Sebastian Vettel a refusé de s’exprimer à ce sujet mais a expliqué être d’accord avec Russell. Carlos Sainz a également une approche similaire au pilote Williams F1. Selon lui, la direction de course n’a pas apporté de décision satisfaisante, et la situation est toujours très complexe.

"Nous devons repenser toute l’approche parce que de la manière dont ça a fonctionné, il est clair que les pilotes ne comprennent pas complètement ce qui va se passer en fonction de ce que vous faites" a déclaré Sainz. "J’ai besoin de savoir si je peux pousser la voiture vers l’extérieur au large, et quelle sera la conséquence."

"Est-ce qu’il y aura un avertissement ? Est-ce possible de le faire une fois ? Peut-on le faire une ou deux fois, puis avoir un avertissement, et enfin le faire une quatrième fois ? Ou est-ce qu’ils appliqueront directement des sanctions, comme en Autriche ?"

"Nous cherchions des réponses, nous en avons obtenu de Michael [Masi, directeur de course de la FIA], mais nous savons que parfois Michael et les commissaires ne sont pas toujours d’accord. En tant que sport, nous devons rendre les choses aussi claires que possible."

Fernando Alonso soutient son compatriote, expliquant que la clarté est essentielle pour les pilotes : "Quand les règles sont des zones grises, elles vous arrangent parfois, mais vous font aussi parfois passer pour un idiot en piste."

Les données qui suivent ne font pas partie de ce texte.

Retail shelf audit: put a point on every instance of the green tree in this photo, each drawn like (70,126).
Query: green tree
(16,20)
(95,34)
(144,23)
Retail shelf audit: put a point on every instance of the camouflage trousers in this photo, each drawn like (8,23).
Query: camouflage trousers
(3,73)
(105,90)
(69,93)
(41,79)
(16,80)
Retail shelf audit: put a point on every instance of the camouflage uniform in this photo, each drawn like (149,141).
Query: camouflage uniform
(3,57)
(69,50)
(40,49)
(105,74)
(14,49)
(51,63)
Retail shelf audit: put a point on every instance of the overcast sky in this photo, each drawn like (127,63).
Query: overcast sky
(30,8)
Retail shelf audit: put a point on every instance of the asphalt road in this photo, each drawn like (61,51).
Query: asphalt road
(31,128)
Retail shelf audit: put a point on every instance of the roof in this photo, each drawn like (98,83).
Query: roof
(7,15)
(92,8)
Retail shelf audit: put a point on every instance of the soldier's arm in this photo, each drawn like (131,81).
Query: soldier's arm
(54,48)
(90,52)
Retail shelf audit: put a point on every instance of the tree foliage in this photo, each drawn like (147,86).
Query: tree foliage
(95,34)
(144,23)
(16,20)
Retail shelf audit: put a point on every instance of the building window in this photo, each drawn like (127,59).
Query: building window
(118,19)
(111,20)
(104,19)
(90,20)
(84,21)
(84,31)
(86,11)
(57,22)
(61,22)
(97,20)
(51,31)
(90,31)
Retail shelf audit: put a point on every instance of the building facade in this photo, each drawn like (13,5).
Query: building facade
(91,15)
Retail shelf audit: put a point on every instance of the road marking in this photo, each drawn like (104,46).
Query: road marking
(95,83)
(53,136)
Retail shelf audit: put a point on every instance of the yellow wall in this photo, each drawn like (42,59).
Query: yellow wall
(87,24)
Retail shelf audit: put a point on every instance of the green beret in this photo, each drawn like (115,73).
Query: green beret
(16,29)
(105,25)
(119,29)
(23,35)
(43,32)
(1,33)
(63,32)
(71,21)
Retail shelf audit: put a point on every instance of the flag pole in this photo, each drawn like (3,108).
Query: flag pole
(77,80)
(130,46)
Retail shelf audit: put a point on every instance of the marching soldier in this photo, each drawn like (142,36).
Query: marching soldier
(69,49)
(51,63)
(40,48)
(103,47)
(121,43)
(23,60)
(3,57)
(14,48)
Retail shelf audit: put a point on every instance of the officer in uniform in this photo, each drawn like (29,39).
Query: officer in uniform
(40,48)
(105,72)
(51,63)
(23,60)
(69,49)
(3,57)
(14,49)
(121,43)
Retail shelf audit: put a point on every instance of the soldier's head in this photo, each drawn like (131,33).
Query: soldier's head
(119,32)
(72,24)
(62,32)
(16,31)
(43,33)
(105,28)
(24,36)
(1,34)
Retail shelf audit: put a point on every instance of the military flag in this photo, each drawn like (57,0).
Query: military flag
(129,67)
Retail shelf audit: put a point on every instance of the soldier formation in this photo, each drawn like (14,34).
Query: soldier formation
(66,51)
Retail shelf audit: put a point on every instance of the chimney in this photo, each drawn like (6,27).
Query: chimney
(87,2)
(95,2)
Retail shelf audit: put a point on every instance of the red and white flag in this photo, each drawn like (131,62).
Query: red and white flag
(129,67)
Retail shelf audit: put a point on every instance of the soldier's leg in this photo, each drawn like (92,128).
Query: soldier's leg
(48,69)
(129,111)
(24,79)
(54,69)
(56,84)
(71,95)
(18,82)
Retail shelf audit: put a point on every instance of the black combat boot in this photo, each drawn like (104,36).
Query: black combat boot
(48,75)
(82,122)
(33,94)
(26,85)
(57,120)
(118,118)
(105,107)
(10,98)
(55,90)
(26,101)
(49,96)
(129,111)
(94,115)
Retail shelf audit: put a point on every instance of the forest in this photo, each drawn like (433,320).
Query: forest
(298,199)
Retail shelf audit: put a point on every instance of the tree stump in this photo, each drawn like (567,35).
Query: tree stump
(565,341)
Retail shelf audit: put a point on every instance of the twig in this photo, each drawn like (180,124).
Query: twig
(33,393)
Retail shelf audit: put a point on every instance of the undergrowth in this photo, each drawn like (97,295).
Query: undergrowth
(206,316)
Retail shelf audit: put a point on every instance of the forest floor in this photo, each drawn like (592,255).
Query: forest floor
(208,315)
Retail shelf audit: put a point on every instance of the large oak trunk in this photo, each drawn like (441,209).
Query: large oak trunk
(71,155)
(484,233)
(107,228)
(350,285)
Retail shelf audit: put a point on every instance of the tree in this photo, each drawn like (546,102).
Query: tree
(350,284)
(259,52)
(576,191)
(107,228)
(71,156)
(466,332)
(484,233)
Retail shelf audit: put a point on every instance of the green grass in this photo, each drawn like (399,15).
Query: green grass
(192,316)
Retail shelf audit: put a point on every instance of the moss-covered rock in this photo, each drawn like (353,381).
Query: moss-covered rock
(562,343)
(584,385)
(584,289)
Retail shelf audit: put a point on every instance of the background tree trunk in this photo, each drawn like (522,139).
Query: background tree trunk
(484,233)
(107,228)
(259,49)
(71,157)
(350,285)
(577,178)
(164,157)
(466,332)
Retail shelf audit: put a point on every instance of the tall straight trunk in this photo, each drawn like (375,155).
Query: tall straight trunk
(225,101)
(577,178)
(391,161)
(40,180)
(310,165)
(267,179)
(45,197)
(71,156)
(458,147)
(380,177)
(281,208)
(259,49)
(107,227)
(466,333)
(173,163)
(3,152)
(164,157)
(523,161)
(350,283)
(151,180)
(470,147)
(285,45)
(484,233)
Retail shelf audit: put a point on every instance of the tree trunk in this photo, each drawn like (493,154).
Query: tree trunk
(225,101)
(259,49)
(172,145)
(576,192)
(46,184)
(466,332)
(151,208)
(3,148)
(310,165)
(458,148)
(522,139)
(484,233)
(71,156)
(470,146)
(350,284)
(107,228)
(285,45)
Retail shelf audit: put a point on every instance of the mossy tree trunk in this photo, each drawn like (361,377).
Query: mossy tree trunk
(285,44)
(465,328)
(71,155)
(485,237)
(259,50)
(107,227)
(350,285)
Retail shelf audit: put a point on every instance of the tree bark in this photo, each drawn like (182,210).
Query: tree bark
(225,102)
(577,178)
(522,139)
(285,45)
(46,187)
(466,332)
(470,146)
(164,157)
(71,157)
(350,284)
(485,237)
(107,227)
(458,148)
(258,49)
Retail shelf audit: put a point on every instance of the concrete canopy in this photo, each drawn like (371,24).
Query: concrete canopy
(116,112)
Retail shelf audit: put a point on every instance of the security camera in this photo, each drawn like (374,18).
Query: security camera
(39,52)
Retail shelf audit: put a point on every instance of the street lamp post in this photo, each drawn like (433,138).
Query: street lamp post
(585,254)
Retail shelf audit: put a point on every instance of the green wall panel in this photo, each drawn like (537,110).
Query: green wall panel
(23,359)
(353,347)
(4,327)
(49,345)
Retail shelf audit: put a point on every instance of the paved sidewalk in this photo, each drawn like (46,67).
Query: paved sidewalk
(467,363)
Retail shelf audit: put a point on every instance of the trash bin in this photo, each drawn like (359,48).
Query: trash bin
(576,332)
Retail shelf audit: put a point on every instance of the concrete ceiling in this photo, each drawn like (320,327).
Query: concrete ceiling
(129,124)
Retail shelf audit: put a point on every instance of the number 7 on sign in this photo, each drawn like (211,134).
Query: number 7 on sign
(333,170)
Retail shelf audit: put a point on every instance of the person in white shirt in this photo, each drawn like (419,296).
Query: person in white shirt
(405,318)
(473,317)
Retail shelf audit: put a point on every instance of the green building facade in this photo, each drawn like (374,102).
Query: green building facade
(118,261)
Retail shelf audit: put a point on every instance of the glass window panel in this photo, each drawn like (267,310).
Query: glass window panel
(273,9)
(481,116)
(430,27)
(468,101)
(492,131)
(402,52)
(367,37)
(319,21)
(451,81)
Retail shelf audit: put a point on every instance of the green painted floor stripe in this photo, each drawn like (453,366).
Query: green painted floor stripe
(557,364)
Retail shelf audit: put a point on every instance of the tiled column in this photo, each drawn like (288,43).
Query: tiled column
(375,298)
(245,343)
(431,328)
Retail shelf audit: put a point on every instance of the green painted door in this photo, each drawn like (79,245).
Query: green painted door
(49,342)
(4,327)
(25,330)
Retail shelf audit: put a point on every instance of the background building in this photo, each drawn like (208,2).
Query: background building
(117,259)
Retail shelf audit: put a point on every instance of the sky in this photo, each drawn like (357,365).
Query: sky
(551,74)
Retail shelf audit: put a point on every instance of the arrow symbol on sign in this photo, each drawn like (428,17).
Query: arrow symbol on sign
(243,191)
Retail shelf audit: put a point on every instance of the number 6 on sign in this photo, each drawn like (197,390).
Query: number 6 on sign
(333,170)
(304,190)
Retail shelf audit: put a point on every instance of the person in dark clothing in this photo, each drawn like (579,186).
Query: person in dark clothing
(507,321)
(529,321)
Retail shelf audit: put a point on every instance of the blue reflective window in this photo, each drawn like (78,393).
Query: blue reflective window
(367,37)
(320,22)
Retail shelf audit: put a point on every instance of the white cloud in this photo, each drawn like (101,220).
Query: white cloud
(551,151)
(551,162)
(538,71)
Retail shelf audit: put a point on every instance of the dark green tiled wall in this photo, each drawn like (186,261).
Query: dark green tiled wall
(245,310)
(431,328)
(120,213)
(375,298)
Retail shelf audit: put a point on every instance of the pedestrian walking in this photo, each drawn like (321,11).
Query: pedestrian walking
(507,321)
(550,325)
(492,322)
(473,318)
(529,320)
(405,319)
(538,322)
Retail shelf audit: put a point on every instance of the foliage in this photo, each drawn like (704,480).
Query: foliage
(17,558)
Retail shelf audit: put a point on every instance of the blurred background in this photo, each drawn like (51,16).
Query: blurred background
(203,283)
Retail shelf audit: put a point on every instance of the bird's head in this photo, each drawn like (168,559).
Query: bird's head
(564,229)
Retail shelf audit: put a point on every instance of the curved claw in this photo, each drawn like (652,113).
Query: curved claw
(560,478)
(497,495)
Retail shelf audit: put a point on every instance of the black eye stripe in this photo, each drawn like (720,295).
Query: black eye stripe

"C’est mieux quand c’est noir ou blanc. On verra si l’on peut tout améliorer ensemble, je pense que le problème ne concerne pas juste la FIA. Il y a aussi les pilotes et les équipes, nous devons travailler ensemble pour avoir un meilleur règlement."

Alonso n’est pas contre la décision prise pour Verstappen, mais rappelle que c’est incohérent avec les décisions précédentes. Il sous-entend au passage que la FIA n’admet pas ses erreurs : "Ils ont toujours raison. C’est le problème."